London (Reuters) When football’s governing body in Europe began to get tough on the sport’s finances from 2009 onwards, English football club Manchester City came up with a two-pronged counter-attack.
According to a trove of documents relating to football, one Manchester City plan was to get more money from sponsors, another was to offload some costs relating to players’ image rights.
In both cases, the club’s owner, an Abu Dhabi royal, would foot some of the bill, according to “Football Leaks” documents obtained by the German publication Der Spiegel.
The documents were reviewed by Reuters in partnership with European Investigative Collaborations, a consortium of media organisations. In 2009, the executive committee of the sport’s governing body in Europe, the Union of European Football Associations (UEFA), approved introducing Financial Fair Play rules.

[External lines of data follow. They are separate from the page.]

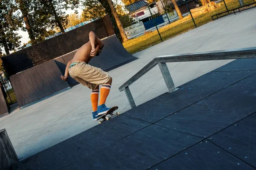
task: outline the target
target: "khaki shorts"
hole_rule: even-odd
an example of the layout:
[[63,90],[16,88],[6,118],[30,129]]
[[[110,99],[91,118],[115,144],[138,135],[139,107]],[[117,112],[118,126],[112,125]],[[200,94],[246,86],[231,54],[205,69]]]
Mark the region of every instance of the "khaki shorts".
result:
[[92,91],[99,85],[107,83],[111,78],[106,72],[85,62],[76,64],[69,68],[68,71],[71,77]]

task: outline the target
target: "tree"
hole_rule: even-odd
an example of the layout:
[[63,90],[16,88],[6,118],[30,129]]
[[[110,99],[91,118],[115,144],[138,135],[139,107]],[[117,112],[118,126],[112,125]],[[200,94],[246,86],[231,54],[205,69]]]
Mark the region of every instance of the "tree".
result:
[[3,46],[7,54],[18,47],[21,38],[15,32],[21,26],[21,18],[13,0],[0,1],[0,48]]
[[101,18],[106,15],[105,8],[97,0],[86,0],[82,5],[85,8],[83,10],[82,17],[86,21]]
[[39,0],[44,6],[44,11],[54,18],[57,24],[63,34],[65,33],[64,26],[67,24],[67,19],[68,15],[65,15],[62,9],[73,9],[78,7],[79,0]]
[[33,33],[33,29],[31,28],[30,22],[29,19],[29,13],[30,4],[32,3],[31,0],[16,0],[16,3],[19,4],[19,8],[22,14],[24,21],[26,25],[27,31],[29,33],[29,39],[32,44],[36,43],[35,38]]
[[108,3],[109,6],[110,7],[111,13],[113,15],[113,16],[115,18],[115,20],[116,23],[117,27],[118,28],[118,29],[120,31],[120,34],[121,34],[121,36],[122,37],[122,40],[124,42],[125,42],[128,40],[128,39],[127,38],[127,37],[125,34],[125,30],[124,29],[122,26],[122,25],[121,21],[120,21],[120,19],[118,17],[118,15],[117,14],[116,11],[116,9],[115,8],[115,7],[114,6],[113,2],[112,2],[112,0],[108,0]]
[[[128,6],[136,2],[139,1],[139,0],[122,0],[122,1],[125,4],[125,6]],[[151,3],[154,1],[155,1],[154,0],[147,0],[147,2],[149,3]]]
[[[99,18],[101,17],[101,15],[103,15],[104,14],[108,14],[110,15],[111,18],[113,19],[115,22],[113,23],[113,26],[114,28],[116,26],[118,28],[118,30],[122,37],[123,41],[125,41],[128,39],[126,37],[126,35],[125,33],[124,28],[122,25],[122,23],[120,21],[120,19],[118,17],[118,14],[116,12],[116,11],[113,2],[111,0],[86,0],[83,3],[85,9],[84,10],[83,16],[87,18],[91,18],[93,17],[96,17]],[[100,5],[98,3],[100,3]],[[101,6],[104,8],[105,12],[103,13],[102,10],[103,8],[101,8]],[[95,8],[95,7],[96,8]],[[88,12],[87,9],[90,10],[91,13]],[[98,11],[97,11],[98,10]],[[97,11],[99,11],[98,14]],[[86,15],[87,14],[87,15]],[[103,15],[104,16],[104,15]]]
[[6,55],[6,54],[2,53],[1,51],[0,51],[0,72],[4,71],[5,71],[3,67],[3,61],[2,60],[1,57],[5,55]]
[[67,20],[67,25],[65,27],[65,29],[76,26],[85,21],[84,18],[81,17],[78,14],[76,13],[69,15]]

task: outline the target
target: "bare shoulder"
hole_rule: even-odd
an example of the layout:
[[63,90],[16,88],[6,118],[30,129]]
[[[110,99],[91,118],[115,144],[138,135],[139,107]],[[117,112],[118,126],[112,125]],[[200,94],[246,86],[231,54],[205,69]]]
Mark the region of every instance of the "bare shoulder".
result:
[[87,60],[90,57],[90,53],[92,50],[92,47],[90,42],[86,42],[79,48],[75,56],[74,60],[76,61],[84,61]]

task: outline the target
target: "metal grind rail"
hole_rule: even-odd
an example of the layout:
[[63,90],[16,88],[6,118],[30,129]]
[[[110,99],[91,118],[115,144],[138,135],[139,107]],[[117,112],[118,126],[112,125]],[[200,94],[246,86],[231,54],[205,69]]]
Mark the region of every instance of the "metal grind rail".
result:
[[159,66],[169,92],[172,92],[175,90],[175,88],[166,65],[166,62],[255,58],[256,58],[256,47],[161,56],[154,59],[121,85],[119,89],[120,91],[125,91],[130,105],[133,108],[136,107],[136,105],[129,89],[129,86],[157,65]]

This was to prevent clubs piling up too much debt and super-rich owners dominating the game. The rules were implemented from 2010 onwards. Under those rules, sponsors, suppliers or other commercial partners related to the owner of a club must pay only a market rate in transactions with that club.
Related parties cannot simply funnel in unlimited money on behalf of the owner. Breach of the rules can lead to clubs being banned from UEFA competitions.
On Nov. 2, Reuters reported how UEFA’s regulatory arm, the Club Financial Control Body (CFCB), took the view that some Abu Dhabi sponsors of Manchester City were related parties. It also submitted that their deals with the club were above market rates.
The club disputed that view, and UEFA’s control body ultimately allowed Manchester City to record the sponsorship deals at favourable levels that boosted its income. On Wednesday, Reuters details new information from emails and other documents relating to further arrangements involving Manchester City.
The club was bought by Sheikh Mansour bin Zayed Al Nahyan, half-brother of the ruler of Abu Dhabi, in 2008. Those arrangements boosted the club’s finances by tens of millions of pounds, helping it to buy star players.
Manchester City said in a statement responding to questions last month: “We will not be providing any comment on out-of-context materials purported to have been hacked or stolen from City Football Group and Manchester City personnel and associated people.
“The attempt to damage the Club’s reputation is organised and clear.”
The club did not respond to further questions put this month.
The club said in an April 2014 response to UEFA investigators about sponsorship that it had complied with the rules and “adopted a good faith and correct interpretation of the regulations.”
UEFA said in an emailed response to Reuters that it could not comment on specific cases due to confidentiality obligations. The UEFA control body chairman declined to comment, citing confidentiality obligations.
In an overall statement about the Financial Fair Play rules, UEFA said the rules were there to help clubs become financially sustainable.
It also said it was “very satisfied” with how they had been applied and the results achieved, noting an improvement in the finances of European football clubs.
“No system is perfect but on the whole FFP (the Financial Fair Play regime) has increasingly protected European football from financial difficulty since its introduction in 2010,” UEFA said.